Log in to SIRP, then go to Apps from the left navigation bar.
Locate the app named Elastic SIEM
Enable the Elastic SIEM app by clicking on the toggle button under the Status column.
As soon as you enable the App, you will get an option to add the configuration details. Add the following details and click Save:
Host: <SIRP IP>
Port: <Port from SIRP> (For on-prem use port 5601, for on-cloud use 9234)
Username: <Username to Login Elastic SIEM>
Password: <Password to Login Elastic SIEM>
Configuring Ingestion Source:
To configure Elastic SIEM's ingestion on SIRP:
Navigate to Administration > Automation > Ingestion Sources and click Add Ingestion Source.
Fill in the fields in the popup form as follows:
Ingestion Method: API
Name: (This can be any string value to distinguish the ingestion source)
Ingestion Type: Incident (because we want to ingest alerts into our Incident Management module)
Is Auto Assign? : No (By default it is set to No)

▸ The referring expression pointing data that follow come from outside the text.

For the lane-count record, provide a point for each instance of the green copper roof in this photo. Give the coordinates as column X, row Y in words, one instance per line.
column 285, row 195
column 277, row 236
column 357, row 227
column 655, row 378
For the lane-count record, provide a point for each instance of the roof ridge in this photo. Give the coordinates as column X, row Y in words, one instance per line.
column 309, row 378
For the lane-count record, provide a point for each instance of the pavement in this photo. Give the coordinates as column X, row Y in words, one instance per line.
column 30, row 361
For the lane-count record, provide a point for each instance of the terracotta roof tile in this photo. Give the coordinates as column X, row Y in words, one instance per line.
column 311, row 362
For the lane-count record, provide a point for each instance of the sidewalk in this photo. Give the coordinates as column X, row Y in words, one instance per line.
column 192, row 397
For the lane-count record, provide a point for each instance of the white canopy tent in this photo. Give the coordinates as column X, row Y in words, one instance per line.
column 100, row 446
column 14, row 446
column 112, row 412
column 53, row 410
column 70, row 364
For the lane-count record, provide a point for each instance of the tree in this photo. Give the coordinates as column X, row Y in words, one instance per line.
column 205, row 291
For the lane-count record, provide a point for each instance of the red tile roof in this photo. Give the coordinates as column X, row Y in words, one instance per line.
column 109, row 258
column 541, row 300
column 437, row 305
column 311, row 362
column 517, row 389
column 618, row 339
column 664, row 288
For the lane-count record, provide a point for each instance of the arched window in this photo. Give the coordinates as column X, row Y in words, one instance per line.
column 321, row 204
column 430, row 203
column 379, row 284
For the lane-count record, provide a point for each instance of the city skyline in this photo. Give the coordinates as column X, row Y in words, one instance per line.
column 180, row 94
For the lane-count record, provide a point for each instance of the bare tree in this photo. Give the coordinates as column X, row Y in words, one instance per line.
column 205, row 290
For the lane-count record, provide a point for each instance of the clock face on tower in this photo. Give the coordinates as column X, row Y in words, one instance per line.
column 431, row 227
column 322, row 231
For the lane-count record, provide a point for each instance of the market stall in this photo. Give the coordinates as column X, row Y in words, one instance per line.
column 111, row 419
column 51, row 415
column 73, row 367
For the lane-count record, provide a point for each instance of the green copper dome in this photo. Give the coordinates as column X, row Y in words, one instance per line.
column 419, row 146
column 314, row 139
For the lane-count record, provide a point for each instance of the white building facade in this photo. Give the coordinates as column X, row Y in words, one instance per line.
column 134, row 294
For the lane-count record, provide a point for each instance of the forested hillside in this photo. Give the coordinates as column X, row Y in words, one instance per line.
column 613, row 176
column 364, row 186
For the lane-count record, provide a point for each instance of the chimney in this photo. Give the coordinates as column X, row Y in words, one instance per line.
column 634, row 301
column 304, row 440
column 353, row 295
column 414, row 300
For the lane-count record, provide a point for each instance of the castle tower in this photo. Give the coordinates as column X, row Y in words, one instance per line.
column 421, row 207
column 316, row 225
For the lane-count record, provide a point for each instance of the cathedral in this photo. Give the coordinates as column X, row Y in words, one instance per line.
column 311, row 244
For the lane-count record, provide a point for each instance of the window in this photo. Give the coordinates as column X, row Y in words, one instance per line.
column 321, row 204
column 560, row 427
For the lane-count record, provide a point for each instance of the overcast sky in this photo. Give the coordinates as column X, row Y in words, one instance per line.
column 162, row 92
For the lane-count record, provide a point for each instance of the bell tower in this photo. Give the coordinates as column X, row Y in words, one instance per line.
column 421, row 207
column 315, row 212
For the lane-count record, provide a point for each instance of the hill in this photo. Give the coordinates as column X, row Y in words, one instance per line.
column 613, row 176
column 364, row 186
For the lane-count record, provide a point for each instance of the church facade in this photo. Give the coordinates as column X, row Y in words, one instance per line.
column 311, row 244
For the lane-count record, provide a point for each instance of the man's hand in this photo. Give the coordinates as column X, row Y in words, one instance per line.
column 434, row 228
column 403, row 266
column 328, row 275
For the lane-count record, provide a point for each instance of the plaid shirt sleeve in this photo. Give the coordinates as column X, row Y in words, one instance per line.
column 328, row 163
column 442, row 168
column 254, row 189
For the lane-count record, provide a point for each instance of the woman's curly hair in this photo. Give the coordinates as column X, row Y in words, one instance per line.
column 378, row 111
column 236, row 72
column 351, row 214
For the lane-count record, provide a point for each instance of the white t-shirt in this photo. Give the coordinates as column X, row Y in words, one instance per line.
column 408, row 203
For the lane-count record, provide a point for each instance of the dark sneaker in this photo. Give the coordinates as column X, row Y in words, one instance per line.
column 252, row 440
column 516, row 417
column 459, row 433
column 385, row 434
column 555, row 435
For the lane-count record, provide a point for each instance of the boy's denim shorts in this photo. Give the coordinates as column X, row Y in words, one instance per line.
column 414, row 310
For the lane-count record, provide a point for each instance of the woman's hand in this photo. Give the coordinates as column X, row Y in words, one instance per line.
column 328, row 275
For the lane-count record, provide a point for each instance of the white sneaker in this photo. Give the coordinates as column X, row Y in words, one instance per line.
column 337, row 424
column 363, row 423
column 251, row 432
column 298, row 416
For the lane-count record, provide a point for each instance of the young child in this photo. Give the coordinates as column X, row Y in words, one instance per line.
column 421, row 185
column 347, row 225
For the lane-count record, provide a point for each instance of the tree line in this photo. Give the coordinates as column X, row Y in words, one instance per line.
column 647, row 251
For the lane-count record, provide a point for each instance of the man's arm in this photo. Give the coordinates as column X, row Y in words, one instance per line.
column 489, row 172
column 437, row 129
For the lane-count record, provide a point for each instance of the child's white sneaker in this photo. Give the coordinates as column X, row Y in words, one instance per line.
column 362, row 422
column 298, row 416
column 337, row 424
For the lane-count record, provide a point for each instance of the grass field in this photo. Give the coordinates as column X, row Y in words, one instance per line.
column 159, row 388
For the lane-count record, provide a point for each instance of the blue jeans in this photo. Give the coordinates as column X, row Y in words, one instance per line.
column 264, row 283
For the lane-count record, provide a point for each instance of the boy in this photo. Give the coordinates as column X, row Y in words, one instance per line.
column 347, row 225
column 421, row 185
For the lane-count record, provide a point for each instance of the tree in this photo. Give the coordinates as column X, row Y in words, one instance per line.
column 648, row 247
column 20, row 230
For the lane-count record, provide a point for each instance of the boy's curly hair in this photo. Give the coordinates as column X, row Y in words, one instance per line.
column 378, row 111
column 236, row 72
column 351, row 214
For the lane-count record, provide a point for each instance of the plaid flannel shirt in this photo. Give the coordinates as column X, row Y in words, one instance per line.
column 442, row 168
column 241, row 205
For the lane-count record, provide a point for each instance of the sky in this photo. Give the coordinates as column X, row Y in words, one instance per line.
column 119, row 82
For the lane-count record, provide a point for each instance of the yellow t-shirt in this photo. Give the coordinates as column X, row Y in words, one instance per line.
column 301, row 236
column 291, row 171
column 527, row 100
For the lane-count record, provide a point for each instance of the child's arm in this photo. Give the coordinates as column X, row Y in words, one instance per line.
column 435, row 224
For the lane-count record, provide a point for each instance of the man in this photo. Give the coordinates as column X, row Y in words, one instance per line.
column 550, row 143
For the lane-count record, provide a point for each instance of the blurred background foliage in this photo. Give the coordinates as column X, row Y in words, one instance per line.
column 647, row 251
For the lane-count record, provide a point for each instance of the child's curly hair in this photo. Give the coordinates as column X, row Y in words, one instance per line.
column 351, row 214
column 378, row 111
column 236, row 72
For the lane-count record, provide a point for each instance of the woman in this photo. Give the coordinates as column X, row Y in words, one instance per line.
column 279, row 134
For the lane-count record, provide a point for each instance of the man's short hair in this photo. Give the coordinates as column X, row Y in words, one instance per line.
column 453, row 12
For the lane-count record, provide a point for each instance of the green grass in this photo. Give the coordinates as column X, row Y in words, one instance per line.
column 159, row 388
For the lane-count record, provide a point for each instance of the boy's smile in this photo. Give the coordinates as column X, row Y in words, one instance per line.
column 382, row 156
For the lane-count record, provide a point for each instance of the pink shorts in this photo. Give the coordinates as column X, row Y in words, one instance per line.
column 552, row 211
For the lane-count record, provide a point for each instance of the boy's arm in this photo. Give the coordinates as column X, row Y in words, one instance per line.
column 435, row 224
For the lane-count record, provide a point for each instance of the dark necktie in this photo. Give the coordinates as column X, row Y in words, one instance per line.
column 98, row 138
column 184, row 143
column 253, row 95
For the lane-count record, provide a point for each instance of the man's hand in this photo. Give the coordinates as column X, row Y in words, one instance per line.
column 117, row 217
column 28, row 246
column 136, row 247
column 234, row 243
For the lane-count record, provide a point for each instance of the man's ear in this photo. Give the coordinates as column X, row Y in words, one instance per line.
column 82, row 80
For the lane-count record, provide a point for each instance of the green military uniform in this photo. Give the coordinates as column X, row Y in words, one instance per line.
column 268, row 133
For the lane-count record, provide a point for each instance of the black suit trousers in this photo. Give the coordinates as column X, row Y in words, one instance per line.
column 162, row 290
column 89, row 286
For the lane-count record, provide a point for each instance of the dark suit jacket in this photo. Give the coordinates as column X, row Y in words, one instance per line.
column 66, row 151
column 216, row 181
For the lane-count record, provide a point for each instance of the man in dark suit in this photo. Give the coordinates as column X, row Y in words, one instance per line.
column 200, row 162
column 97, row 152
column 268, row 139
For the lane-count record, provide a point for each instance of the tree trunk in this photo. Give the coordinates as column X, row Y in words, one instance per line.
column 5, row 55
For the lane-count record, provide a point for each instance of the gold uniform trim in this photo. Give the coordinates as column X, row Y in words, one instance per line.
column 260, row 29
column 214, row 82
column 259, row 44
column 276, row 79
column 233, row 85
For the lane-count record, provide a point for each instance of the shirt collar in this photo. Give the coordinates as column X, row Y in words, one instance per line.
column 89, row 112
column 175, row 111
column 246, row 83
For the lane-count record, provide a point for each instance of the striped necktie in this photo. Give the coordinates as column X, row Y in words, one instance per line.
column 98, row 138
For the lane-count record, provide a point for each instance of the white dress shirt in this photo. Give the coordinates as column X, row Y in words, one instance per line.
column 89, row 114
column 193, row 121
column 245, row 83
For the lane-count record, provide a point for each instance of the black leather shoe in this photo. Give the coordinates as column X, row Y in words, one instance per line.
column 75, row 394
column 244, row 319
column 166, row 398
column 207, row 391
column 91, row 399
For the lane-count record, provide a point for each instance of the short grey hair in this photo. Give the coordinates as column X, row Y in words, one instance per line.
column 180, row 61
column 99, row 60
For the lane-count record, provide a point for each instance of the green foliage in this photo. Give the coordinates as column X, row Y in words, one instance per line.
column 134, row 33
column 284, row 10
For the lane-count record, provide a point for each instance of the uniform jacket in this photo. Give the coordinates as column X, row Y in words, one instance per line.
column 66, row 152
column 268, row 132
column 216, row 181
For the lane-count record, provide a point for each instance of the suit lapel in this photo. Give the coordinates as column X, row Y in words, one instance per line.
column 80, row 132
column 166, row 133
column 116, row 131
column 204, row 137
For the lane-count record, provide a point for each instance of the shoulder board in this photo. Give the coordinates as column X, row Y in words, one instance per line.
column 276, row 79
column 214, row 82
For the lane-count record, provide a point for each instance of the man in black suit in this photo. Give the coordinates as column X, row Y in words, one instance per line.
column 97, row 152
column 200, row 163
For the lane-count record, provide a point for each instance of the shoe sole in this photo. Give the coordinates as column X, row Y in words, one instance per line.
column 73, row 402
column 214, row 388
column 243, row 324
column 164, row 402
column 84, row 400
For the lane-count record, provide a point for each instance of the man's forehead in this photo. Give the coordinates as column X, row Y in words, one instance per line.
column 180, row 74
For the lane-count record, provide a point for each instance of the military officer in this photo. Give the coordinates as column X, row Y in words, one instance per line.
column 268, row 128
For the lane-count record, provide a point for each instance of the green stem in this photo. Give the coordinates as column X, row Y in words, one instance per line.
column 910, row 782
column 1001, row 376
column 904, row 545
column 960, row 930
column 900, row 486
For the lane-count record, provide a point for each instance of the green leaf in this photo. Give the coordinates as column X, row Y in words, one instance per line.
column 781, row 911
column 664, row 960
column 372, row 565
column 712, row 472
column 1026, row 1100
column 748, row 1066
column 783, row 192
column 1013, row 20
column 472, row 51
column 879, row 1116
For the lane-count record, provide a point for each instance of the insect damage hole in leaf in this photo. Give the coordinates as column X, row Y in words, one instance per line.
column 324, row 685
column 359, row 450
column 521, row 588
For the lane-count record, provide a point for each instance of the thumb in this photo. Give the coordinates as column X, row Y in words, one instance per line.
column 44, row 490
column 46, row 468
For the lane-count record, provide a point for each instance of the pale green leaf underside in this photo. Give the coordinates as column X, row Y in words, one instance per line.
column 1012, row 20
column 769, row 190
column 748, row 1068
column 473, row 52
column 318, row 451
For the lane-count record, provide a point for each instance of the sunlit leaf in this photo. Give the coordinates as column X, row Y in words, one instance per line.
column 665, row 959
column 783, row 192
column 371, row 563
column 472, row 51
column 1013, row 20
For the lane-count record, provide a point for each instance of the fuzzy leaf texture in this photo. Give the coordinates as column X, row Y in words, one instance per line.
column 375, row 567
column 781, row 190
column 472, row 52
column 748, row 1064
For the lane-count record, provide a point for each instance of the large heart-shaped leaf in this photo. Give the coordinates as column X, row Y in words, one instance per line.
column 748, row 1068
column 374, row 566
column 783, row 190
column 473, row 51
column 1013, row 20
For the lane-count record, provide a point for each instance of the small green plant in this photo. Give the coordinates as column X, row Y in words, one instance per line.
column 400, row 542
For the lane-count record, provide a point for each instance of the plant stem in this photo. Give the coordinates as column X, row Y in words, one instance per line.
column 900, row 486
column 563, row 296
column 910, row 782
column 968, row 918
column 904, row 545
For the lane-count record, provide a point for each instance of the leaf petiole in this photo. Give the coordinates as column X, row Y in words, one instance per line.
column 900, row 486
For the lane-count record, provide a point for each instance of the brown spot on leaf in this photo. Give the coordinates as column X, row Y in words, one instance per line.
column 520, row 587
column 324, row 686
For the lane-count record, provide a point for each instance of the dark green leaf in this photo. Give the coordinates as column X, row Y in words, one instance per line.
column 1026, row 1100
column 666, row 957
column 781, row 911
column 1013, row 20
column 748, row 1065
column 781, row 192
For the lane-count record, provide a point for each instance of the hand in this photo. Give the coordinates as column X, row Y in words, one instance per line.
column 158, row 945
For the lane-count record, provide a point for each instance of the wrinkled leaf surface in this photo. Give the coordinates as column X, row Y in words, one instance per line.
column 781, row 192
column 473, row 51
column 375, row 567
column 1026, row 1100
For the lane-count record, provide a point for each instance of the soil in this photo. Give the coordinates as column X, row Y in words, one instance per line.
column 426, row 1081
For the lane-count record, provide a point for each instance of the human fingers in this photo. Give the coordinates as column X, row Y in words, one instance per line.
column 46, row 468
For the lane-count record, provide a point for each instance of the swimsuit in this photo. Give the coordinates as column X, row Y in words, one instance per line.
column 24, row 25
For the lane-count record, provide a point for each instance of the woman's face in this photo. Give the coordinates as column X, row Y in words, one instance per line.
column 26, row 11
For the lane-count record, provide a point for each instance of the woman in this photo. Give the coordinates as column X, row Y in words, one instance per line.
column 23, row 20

Opened By: (not mandatory)
Applications: Elastic SIEM
Actions: GET SIGNALS
Query: (KQL search query from Elastic SIEM)
And click Update
The last step after creating an ingestion source is mapping the data fields ingested from Elastic SIEM, with fields available in SIRP. After the ingestion is created, a new configuration button, Update, will appear when the ellipsis is clicked. Click on it to configure the fields.
Configure the field mapping as shown in the screenshot below and click Save
Once an Alert is ingested it will appear as so:
The alerts from Elastic SIEM are now integrated into SIRP and will be populated on the SOAR platform automatically. The signals can also be closed in the same manner using the close_signal action.